Distinguer une abeille d’un bourdon?

L’abeille et le bourdon sont deux insectes qui font parties de l’ordre des hyménoptères, tout comme la guêpe et le frelon. Les insectes de cette classification tirent leurs noms de leurs ailes membraneuses («hymên» – mariage et «ptéron» – ailes). Leur particularité tient au fait que leurs ailes antérieures sont couplées avec leurs ailes postérieures grâce à de petits crochets. 

L’abeille

Elle possède un abdomen rayé brun et noir, qui peut tirer vers l’orange. Elle n’est pas aussi poilue que son cousin le bourdon, toutefois elle est couverte de poils fins des pattes aux yeux. C’est ce qui lui permet de collecter le pollen pour le stocker dans la ruche.

L’abeille se nourrit de pollen, de nectar, de miellat collectés sur les arbres et sur les fleurs. Elle boit de l’eau et peut être attirée par les liquides sucrés.

En règle générale, l’abeille n’est pas agressive, à moins que sa ruche ne soit en danger. Elle ne peut piquer qu’une seule fois, son dard faisant presque partie intégrante de son ventre. Cette partie sera arrachée en cas de piqûre, ce qui provoquera rapidement sa mort. 

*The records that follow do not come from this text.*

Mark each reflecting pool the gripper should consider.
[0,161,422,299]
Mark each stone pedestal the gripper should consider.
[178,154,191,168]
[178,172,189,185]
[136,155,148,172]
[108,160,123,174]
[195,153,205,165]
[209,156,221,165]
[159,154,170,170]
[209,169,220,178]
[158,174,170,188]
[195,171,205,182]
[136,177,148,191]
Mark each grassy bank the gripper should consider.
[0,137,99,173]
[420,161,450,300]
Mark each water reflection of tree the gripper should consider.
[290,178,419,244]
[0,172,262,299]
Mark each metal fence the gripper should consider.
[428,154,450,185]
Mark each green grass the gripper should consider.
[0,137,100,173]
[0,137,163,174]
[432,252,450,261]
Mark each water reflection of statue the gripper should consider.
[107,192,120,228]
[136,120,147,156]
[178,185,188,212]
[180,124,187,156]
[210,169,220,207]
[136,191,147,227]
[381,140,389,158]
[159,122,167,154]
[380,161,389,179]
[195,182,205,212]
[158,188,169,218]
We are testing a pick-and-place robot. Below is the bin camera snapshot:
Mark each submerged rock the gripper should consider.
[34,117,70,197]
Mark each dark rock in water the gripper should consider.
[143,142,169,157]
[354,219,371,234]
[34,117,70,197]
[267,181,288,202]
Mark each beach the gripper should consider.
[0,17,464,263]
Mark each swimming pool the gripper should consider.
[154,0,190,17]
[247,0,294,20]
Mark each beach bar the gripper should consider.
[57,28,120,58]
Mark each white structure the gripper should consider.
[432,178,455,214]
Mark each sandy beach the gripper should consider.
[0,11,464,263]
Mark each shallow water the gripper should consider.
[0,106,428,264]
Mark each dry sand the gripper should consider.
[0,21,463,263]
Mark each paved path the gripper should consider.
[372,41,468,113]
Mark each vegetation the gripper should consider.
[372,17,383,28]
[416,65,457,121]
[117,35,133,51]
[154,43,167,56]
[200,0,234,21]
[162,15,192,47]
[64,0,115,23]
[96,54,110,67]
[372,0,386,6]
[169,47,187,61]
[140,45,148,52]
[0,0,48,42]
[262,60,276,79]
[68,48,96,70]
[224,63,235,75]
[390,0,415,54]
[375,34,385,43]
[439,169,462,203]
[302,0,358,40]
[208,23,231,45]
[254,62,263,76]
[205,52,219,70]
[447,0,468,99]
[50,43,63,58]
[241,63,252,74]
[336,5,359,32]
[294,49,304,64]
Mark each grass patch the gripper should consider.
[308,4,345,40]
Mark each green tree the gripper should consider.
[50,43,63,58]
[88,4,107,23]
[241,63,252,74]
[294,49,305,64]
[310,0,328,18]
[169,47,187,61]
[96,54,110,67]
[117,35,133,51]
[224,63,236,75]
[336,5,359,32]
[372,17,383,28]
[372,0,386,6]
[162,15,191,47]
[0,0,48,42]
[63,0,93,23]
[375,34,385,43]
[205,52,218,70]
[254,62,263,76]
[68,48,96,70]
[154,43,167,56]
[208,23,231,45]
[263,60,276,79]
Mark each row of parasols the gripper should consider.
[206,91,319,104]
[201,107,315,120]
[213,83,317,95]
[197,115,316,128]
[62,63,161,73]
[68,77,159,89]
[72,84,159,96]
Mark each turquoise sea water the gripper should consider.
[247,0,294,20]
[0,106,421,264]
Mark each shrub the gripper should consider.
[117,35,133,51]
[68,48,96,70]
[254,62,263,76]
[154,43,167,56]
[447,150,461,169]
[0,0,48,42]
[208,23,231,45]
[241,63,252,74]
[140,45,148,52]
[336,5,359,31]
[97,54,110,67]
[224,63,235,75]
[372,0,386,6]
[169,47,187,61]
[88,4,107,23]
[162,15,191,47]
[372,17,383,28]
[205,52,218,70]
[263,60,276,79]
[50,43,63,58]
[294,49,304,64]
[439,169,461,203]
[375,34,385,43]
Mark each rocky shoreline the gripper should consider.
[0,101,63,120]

Il existe des abeilles sociales. Elles vivent en société dans une ruche mise à disposition par l’homme ou construite par les abeilles dans la nature. Les alvéoles de leur ruche sont construites en cire. Elle sont inféodées à une Reine.

Distinguer une abeille d'un bourdon?

Il existe par ailleurs des abeilles solitaires (90% des espèces d’abeilles). Elles n’ont pas de Reine, travaillent indépendamment, ne fabriquent pas de miel et ne possèdent pas de dard.

Le bourdon terrestre

Ce gros et placide insecte que l’on voit vrombir près des fleurs dans les parcs et les jardins présente de nombreuses caractéristiques communes avec l’abeille domestique. Il vit en sociétés regroupées autour d’une reine ; les femelles ouvrières sont pourvues d’un dard capable de piquer ; et il fabrique de petites quantités d’un miel dont il s’alimente.

Distinguer une abeille d'un bourdon?

Il existe une variation (généralement territoriale) importante dans la coloration des individus à l’intérieur d’une même espèce. Le corps des bourdons est la plupart du temps coloré de noir et jaune. Ils ont un aspect robuste et sont couverts de poils. Ils mesurent habituellement entre 6 et 25 mm de long. La taille générale dépend de la caste (Reine, mâles ou ouvrières). Le bourdon est plus trapu et plus velu que sa cousine l’abeille ce qui le rend capable de produire sa chaleur corporelle.

Les bourdons femelles ont un aiguillon lisse dépourvu de barbillon (contrairement aux abeilles); elles ne risquent pas d’arracher une partie de leur abdomen en retirant le dard. Tout comme les guêpes et contrairement aux abeilles, elles ne meurent donc pas après avoir piqué et peuvent même infliger plusieurs douloureuses piqûres lorsqu’elles sont provoquées. Les mâles eux n’ont pas d’aiguillon, ils ne piquent pas.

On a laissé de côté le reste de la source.